Bitcoin has kicked-off the week on the front foot, dragging most major altcoins higher and catching up with the stock markets’ latest rally, despite the recent decoupling between digital assets and the major US indices. Nevertheless, the king of cryptocurrencies had an extended record-breaking losing streak, recording nine consecutive weekly losses, while it is currently trading more than 50% beneath its all-time high. Therefore, even if some positive signs have emerged after the bulls managed to recapture the $30,000 psychological level, the road back to complete recovery appears to be long and bumpy.

Inflation remains the name of the game

Last Friday, the April US PCE inflation reading hit the markets, with the annual figure falling from 6.6% to 6.3% in line with analysts’ projections. This development reinforced the view that inflationary pressures have likely peaked in the US, which in turn boosted investors' bets that the Fed might eventually slow down its monetary tightening, paving the way for the recent relief rally in stock markets.
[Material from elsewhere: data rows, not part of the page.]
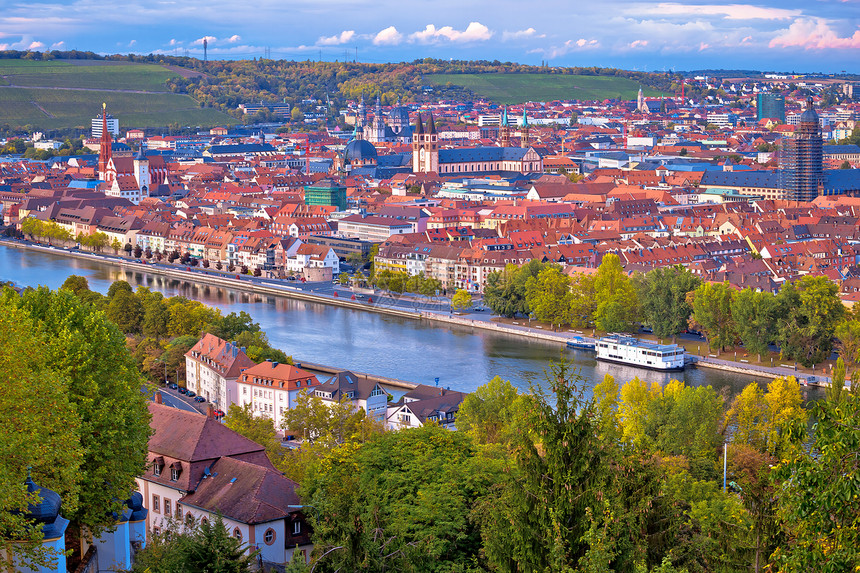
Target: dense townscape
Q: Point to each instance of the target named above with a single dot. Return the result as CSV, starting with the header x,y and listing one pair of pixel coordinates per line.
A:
x,y
156,434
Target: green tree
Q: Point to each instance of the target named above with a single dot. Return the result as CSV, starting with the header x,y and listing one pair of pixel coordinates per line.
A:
x,y
400,502
662,297
229,327
538,518
848,333
489,413
156,317
505,291
192,546
39,432
818,502
462,299
331,423
77,284
809,312
126,311
549,297
754,315
615,296
712,311
260,429
104,386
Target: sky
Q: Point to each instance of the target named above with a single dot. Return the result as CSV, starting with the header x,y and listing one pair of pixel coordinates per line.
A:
x,y
771,35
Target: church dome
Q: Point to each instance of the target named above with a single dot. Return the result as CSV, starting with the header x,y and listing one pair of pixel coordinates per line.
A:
x,y
359,150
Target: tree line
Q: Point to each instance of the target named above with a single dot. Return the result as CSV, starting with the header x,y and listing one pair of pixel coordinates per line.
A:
x,y
801,319
630,479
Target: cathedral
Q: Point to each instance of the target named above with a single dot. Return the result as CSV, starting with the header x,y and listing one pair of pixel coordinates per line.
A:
x,y
395,129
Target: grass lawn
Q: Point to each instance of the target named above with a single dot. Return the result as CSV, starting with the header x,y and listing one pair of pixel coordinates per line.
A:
x,y
518,88
66,74
76,109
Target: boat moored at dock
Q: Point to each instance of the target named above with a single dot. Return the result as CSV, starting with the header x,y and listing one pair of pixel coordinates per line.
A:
x,y
632,351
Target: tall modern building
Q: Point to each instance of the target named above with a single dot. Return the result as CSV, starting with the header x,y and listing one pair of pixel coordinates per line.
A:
x,y
99,121
326,192
770,105
801,159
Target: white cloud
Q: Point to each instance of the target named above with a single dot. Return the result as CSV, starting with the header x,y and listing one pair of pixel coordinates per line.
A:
x,y
814,34
474,32
728,11
567,47
388,37
342,38
520,34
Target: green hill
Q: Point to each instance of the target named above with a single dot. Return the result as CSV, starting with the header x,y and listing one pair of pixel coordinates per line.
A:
x,y
519,88
66,94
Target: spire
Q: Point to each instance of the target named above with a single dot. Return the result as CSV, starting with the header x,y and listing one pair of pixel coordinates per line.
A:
x,y
105,145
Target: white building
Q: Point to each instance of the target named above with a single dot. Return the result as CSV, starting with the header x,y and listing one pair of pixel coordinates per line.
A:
x,y
271,388
212,368
313,257
112,123
200,468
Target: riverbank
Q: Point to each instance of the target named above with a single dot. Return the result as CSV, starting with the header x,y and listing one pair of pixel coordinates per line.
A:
x,y
410,308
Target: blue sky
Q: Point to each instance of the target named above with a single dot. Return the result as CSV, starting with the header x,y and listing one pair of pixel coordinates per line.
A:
x,y
783,35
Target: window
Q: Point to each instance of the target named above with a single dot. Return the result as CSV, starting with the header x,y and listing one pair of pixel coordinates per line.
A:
x,y
269,536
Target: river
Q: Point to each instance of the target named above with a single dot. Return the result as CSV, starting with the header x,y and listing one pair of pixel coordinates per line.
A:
x,y
416,351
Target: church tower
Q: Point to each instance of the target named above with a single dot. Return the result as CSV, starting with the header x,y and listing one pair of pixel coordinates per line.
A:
x,y
505,130
431,148
105,144
641,106
417,142
525,140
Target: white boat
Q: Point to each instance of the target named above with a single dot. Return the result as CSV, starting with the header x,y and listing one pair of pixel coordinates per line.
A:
x,y
631,351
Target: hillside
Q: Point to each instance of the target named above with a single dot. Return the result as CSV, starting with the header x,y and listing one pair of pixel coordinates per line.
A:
x,y
66,94
518,88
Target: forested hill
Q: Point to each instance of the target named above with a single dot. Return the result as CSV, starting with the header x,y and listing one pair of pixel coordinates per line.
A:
x,y
225,84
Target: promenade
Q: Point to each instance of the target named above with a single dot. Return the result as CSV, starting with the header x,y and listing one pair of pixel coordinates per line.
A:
x,y
408,306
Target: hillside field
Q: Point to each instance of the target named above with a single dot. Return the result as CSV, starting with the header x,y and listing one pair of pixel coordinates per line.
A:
x,y
519,88
68,94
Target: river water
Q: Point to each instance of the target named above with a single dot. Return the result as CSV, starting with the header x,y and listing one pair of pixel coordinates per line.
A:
x,y
462,358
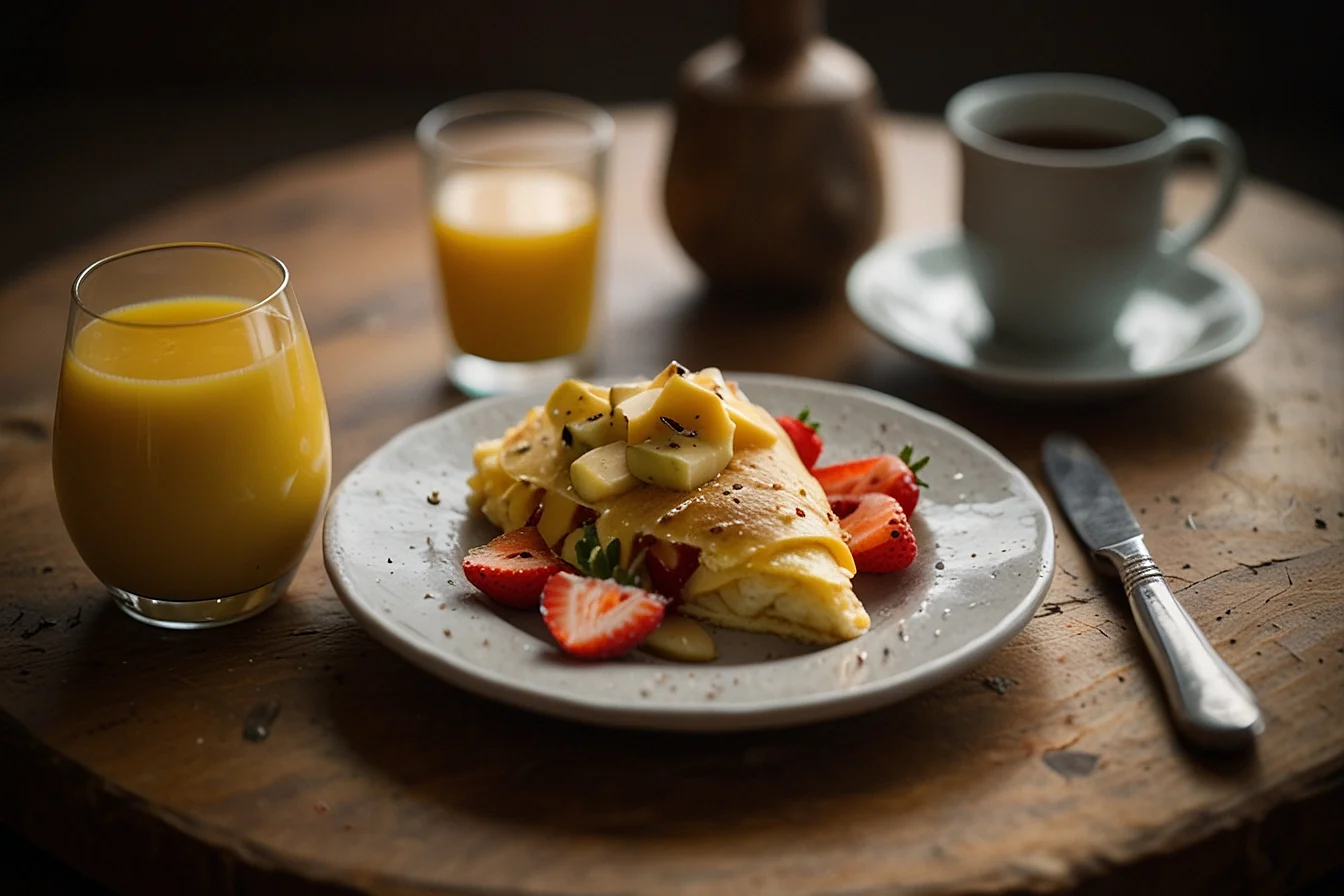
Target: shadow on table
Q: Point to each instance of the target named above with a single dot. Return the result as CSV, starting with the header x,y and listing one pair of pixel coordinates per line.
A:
x,y
1187,422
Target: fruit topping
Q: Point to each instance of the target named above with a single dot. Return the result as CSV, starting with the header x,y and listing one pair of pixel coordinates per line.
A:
x,y
598,618
803,431
878,532
512,568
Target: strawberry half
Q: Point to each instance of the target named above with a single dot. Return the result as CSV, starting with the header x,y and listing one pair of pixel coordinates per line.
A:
x,y
598,618
512,568
882,473
879,533
803,433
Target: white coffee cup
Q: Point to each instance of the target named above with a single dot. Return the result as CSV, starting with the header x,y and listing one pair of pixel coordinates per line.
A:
x,y
1063,180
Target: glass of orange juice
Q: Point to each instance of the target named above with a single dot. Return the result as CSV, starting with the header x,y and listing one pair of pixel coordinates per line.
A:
x,y
191,450
514,186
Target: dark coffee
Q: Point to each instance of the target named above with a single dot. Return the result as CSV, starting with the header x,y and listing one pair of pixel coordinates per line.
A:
x,y
1066,139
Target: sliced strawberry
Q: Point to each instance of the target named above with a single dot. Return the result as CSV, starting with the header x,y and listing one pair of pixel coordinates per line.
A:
x,y
598,618
851,477
668,563
804,435
879,535
844,504
512,568
882,473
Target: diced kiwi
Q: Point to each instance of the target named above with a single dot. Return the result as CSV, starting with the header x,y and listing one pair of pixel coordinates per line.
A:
x,y
678,461
602,473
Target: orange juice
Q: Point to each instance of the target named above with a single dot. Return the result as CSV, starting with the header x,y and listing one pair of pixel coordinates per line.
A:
x,y
191,462
518,251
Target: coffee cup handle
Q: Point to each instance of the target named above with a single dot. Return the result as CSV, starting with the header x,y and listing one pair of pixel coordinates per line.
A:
x,y
1222,144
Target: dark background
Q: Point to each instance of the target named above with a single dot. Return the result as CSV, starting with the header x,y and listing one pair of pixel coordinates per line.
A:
x,y
112,109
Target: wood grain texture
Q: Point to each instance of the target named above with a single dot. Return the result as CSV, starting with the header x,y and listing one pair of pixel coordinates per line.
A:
x,y
1051,767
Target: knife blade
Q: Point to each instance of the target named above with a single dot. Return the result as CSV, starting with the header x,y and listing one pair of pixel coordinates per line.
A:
x,y
1211,705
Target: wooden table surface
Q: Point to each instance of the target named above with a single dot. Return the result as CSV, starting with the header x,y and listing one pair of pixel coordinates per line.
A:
x,y
1054,766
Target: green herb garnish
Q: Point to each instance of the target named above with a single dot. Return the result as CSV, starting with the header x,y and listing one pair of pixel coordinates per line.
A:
x,y
909,452
597,562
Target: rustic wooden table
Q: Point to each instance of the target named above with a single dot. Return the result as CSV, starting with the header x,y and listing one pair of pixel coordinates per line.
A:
x,y
1054,766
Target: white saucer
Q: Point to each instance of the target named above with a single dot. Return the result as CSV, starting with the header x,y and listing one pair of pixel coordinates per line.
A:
x,y
917,294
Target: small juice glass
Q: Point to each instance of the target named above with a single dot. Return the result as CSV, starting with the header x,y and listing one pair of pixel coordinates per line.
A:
x,y
514,187
191,450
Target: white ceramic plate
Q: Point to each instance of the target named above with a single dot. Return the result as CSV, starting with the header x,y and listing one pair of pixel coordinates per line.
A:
x,y
917,294
985,562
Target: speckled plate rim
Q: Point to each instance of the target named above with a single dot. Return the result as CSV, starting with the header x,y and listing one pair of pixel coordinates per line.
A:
x,y
440,660
1050,380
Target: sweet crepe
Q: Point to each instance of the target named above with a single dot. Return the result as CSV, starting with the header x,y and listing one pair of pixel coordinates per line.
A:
x,y
770,552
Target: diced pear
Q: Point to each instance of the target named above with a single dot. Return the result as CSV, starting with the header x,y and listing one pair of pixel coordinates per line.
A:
x,y
597,430
667,374
682,409
622,391
575,400
519,501
559,516
678,462
602,473
749,429
695,410
637,413
710,378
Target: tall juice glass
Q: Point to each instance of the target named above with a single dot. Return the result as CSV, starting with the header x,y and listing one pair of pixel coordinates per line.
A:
x,y
514,187
191,448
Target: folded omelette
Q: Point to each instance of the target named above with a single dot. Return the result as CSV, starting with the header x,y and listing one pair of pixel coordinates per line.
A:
x,y
768,552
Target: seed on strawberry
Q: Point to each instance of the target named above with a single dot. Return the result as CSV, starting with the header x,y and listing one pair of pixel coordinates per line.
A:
x,y
598,618
512,568
879,533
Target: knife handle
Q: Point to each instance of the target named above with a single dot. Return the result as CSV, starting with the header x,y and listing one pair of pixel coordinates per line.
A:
x,y
1212,707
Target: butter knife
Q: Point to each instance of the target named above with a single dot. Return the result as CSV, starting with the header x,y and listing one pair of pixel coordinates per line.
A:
x,y
1211,705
Nonetheless, Bitcoin and the broader crypto space continued to head down, exhibiting signs that their strong positive correlation with equity markets has broken up.

Unexpectedly, at the beginning of this week, most major crypto assets have been edging higher, mirroring the stocks’ recent rebound and indicating that their positive relation has partially returned.

Barrage of positive developments

The recent relief rally in equity markets has entrained cryptocurrencies higher, but it is not the sole factor. Firstly, China’s easing of Covid-19-related curbs has eased investors’ fears over a potential recession, increasing their appetite for risky assets. Moreover, the broader crypto space is getting a boost from the recent weakness observed in the US dollar, which is heading towards its first monthly loss in five months as markets project a shallower monetary path for the Fed.

Can the price break above its sideways pattern?

Bitcoin price has been trading within a tight range during the past two weeks, with investors scrutinizing the current complex market conditions, and appearing to be on hold for fresh catalysts that could provide strong directional impetus.

In the positive scenario, bullish actions could send the price to test the recent peak of $31,570 before the attention shifts to the $34,450 barrier.

On the flipside, should selling interest intensify, Bitcoin’s price may descend towards $28,000, which is the lower boundary of its recent rangebound pattern. A violation of the latter could set the stage for the 2022 low of $25,390.

Overall, even though a raft of tailwinds has emerged for cryptocurrencies, their future is closely tied to the pace and magnitude of central banks’ monetary tightening. Therefore, in the upcoming week, the Eurozone CPI print may be a substantial driver for investors’ risk tolerance as it could provide insights into how hard the ECB will slam the brakes on the Eurozone economy.